Worst Ice Year Kills Canadian Seals Before Hunters Can

Environment News Service 26 Mar 10;

CHARLOTTETOWN, Prince Edward Island, Canada, March 26, 2010 (ENS) - Thousands of harp seal pups are presumed dead in Canada's Gulf of St. Lawrence and starving pups are being found abandoned on the beaches of Prince Edward Island, victims of the worst ice conditions ever recorded in the region.

Environment Canada said March 16 that ice conditions in the Gulf were the lowest in the 41 years it has kept records.

Off Newfoundland, Canada's other seal hunting ground, ice has formed only off the Northern Peninsula when, by now, it has usually extended along the island's northeast coast.

Observers from the International Fund for Animal Welfare report that the Gulf of St. Lawrence, the annual birthing ground of hundreds of thousands of harp seals, is "essentially devoid of both ice and seals."

"The conditions this year are disastrous for seal pups. I've surveyed this region for nine years and have never seen anything like this," said Sheryl Fink, a senior researcher with IFAW.

"There is wide open water instead of the usual ice floes, and rather than the hundreds of thousands of seal pups that we normally encounter, only a handful of baby harp and hooded seals, animals that are normally found on ice, remain on the beaches," she said.

Other observers report that the lack of ice has left seal mothers with few places to bear their young or to feed their pups. Many people have seen the newly born pups stranded on beaches instead of being born out on the ice-covered Gulf where they have entered the world for hundreds of years.

Yet the federal government increased the quota for this year's seal hunt just a few days after federal Fisheries Minister Gail Shea told the Canadian Broadcasting Corporation March 10 that poor ice conditions could cause the cancellation of this year's Gulf of St. Lawrence seal hunt. It usually begins at the end of March.

On March 15, Shea increased the total allowable catch of harp seals by 50,000, to 330,000 animals. She said the current estimate of the harp seal population is approximately 6.9 million animals, or more than triple what it was in the 1970s.

The minister's announcement was criticized by animal welfare organizations, conservationists, and sealers, in what Fink calls "a rare moment of agreement."

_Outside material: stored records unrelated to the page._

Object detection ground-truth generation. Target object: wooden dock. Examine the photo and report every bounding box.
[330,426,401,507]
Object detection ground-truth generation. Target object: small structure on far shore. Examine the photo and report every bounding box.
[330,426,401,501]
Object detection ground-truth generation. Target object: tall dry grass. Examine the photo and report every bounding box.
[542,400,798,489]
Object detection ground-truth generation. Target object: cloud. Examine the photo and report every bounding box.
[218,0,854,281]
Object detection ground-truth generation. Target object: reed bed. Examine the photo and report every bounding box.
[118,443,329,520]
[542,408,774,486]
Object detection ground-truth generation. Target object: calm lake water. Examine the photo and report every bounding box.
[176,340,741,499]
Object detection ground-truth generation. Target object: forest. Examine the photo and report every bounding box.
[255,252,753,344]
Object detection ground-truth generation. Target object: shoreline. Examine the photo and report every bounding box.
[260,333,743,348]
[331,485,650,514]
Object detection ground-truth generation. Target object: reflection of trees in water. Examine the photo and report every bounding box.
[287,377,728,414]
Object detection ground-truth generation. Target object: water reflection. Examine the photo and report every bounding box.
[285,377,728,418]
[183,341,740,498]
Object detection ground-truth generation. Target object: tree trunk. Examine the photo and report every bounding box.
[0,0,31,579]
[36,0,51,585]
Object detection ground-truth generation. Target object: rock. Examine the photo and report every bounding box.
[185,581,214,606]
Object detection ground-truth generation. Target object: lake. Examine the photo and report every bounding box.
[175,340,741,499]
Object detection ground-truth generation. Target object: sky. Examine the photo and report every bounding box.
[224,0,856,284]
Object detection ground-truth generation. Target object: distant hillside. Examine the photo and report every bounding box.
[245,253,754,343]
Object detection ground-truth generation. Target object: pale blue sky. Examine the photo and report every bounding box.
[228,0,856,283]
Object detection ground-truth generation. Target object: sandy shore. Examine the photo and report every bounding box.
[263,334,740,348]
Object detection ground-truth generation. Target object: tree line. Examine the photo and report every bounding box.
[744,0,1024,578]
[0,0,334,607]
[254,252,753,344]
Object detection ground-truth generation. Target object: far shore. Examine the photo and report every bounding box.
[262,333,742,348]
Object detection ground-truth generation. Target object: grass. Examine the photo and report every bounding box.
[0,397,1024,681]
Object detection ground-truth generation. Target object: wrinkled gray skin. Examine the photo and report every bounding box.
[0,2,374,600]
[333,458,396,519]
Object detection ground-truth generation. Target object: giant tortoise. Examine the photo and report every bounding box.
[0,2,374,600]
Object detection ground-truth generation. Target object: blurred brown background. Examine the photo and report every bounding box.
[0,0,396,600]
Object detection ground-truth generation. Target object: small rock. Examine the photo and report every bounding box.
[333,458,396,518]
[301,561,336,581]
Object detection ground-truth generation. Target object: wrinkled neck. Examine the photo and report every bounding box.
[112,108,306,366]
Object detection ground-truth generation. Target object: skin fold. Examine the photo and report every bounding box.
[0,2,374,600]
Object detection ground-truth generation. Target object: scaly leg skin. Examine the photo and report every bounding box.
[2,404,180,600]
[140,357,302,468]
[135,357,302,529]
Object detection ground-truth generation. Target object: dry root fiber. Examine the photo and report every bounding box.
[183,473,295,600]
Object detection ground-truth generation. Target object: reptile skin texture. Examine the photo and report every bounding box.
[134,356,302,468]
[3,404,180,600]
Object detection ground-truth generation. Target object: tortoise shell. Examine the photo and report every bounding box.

"Our government recognizes the importance of the sealing industry to the people and the economies of Canadian coastal communities," said Shea. "Ongoing efforts are made to ensure our management decisions include the perspective of our scientists, as well as the input of Canadians in Atlantic Canada, Quebec and the North who work and depend on the industry for their livelihood."

The one year total for the harp seal TAC includes a developmental allocation of 20,000 seals to support three value-added projects proposed by the sealing industry in Atlantic Canada, Shea said.

The Canadian Sealers Association says, "Improved handling and processing of fur and leather have occurred and a significant market breakthrough has occurred in China. Oil is rich in Omega-3 fatty acid and amino acids and the refining of oil is continuing and offers some real possibilities in the health industry."

But extremely high pup mortality is happening again this year. In 2007, 99 percent of harp seal pups born in the Southern Gulf of St Lawrence are thought to have died due to lack of ice.

"It is reckless and irresponsible for the government to allow the hunt to proceed this year, given the high pup mortality that is expected," she said.

"Under a precautionary approach, we should be protecting the few pups that might escape the devastating lack of ice this year," said Fink. "Given the almost complete lack of demand for seal skins, allowing the commercial slaughter of these survivors to proceed is simply adding insult to injury."

Scientists with IFAW are concerned that the cumulative effects of high pup mortality due to the poor ice conditions, and high numbers of pups killed during Canada's commercial seal hunt could be devastating to the species.